Bug #21151	Forced node shutdown caused by error 2305
Submitted:	19 Jul 2006 14:00	Modified:	28 Aug 2006 8:24
Reporter:	Eugene Gorelik	Email Updates:
Status:	No Feedback	Impact on me:	None
Category:	MySQL Cluster: Cluster (NDB) storage engine	Severity:	S2 (Serious)
Version:	5.0.22	OS:	Linux (Linux RHEL ES 4)
Assigned to:		CPU Architecture:	Any

Description:
We are running MySQL cluster 5.0.22 on 64-bit RHEL OS with 2 CPU's

Our cluster consists of 2 data nodes and 1 management node.
Periodically ou data nodes crashing without any obvious reason with following errors:

Data node error log:

Time: Tuesday 11 July 2006 - 21:17:33
Status: Temporary error, restart node
Message: Arbitrator shutdown, please investigate error(s) on other node(s) (Arbitration error)
Error: 2305
Error data: Arbitrator decided to shutdown this node
Error object: QMGR (Line: 4556) 0x0000000a
Program: /opt/mysql/bin/ndbd
Pid: 2888
Trace: /var/lib/mysql-cluster/ndb_3_trace.log.2
Version: Version 5.0.22
***EOM***

Data node output log:

2006-07-11 21:17:33 [ndbd] INFO     -- Error handler shutting down system
2006-07-11 21:17:34 [ndbd] INFO     -- Error handler shutdown completed - exiting
2006-07-11 21:17:34 [ndbd] ALERT    -- Node 3: Forced node shutdown completed. Initiated by signal 0. Caused by error 2305: 'Arbitrator shutd
own, please investigate error(s) on other node(s)(Arbitration error). Temporary error, restart node'.

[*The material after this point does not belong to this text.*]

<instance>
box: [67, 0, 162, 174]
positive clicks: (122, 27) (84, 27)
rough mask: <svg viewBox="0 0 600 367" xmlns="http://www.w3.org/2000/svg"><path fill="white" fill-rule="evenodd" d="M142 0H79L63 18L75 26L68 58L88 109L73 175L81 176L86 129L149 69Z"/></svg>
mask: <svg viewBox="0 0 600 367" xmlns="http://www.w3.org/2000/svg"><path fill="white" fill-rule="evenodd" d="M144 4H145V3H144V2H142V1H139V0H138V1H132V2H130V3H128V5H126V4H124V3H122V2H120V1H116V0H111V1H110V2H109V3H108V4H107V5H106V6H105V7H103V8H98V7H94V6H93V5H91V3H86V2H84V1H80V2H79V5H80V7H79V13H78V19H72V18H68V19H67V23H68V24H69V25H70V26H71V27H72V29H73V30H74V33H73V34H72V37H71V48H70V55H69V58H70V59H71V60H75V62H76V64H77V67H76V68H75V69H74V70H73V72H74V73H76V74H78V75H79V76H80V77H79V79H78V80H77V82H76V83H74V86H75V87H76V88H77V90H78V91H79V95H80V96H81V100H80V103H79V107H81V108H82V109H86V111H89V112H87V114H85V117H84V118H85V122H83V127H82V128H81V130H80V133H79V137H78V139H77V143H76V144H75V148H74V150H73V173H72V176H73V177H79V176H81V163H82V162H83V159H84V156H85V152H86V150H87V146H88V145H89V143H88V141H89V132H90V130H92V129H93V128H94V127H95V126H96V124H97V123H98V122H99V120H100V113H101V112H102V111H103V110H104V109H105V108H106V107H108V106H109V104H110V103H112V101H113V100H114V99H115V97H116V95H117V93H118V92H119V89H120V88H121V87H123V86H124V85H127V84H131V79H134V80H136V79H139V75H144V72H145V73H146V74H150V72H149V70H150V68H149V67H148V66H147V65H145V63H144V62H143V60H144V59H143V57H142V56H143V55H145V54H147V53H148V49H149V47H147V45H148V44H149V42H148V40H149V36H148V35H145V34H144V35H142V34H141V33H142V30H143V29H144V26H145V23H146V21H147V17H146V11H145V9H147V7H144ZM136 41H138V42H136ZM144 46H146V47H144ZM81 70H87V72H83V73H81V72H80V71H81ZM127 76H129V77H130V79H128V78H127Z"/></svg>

This issue occurs on both data nodes at exactly same time.
This is a brand new cluster and it's not being used in production yet, so this issue can't be caused by a performance hit.
  

How to repeat:
Unknown

Changing to Cluster Category.

Trace log

Attachment: ndb_3_trace.log.2.gz (application/x-gzip, text), 38.83 KiB.

Hi,
I'm using RHEL4 with mysql-max-5.0.22-linux-i686-icc-glibc23.tar.gz.

I'd setup 1 mgmt node (node A), 2 NDB node (node B and C), and 1 mysql server (node D).

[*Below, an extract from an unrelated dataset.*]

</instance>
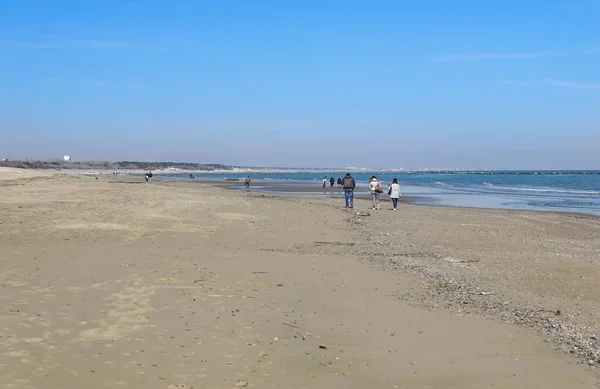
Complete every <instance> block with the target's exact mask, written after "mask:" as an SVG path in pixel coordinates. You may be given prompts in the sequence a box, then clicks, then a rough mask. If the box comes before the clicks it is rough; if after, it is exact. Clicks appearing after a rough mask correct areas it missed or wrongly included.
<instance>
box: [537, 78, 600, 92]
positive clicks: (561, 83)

They running, seems not much problem.

I run "/usr/local/mysql/bin/ndbd -d" on both of my NDB nodes. I can see two(2) copies of "ndbd -d" processes running on each of them.

When I do a stress test by unplug the network cable of node B. After few seconds, once of the "ndbd -d" process got killed by itself (the other copy still running). When I plug back the network cable, I can see below message on my mgmt node - ndb_mgm console:

2006-07-23 01:18:37 [MgmSrvr] ALERT    -- Node 2: Forced node shutdown completed. Initiated by signal 0. Caused by error 2305: 'Arbitrator shutdown, please investigate error(s) on other node(s)(Arbitration error). Temporary error, restart node'.

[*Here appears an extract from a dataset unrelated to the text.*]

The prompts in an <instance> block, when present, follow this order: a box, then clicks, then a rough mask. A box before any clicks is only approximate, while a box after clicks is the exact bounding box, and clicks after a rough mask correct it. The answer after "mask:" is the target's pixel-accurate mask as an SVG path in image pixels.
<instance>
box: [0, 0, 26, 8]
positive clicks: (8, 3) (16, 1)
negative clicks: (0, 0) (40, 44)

When this error appeared, the other "ndbd -d" process on node B will get killed automatically too! This cause my node B unable connect back to the clustering setup forever until I manually issue "ndbd -d" again.

I read through alot of bugfix, it doesn't seems to be fixed till version 5.0.22. Highly appreciate if someone able to rectify the problem. Thanks!!

regards,
rachel

> When this error appeared, the other "ndbd -d" process on 
> node B will get killed automatically too! This cause my
> node B unable connect back to the clustering
> setup forever until I manually issue "ndbd -d" again.

See http://dev.mysql.com/doc/refman/5.0/en/mysql-cluster-ndbd-definition.html#id3146375

  * StopOnError

  This parameter specifies whether an ndbd process should exit 
  or perform an automatic restart when an error condition is encountered.

  This feature is enabled by default.

Yes, by disable that function, it works!
But, does this affect the performance?

As both nodes shut down at exactly the same time we'll need the full set of logs of both data nodes and the management node to analyze this.

No feedback was provided for this bug for over a month, so it is
being suspended automatically. If you are able to provide the
information that was originally requested, please do so and change
the status of the bug back to "Open".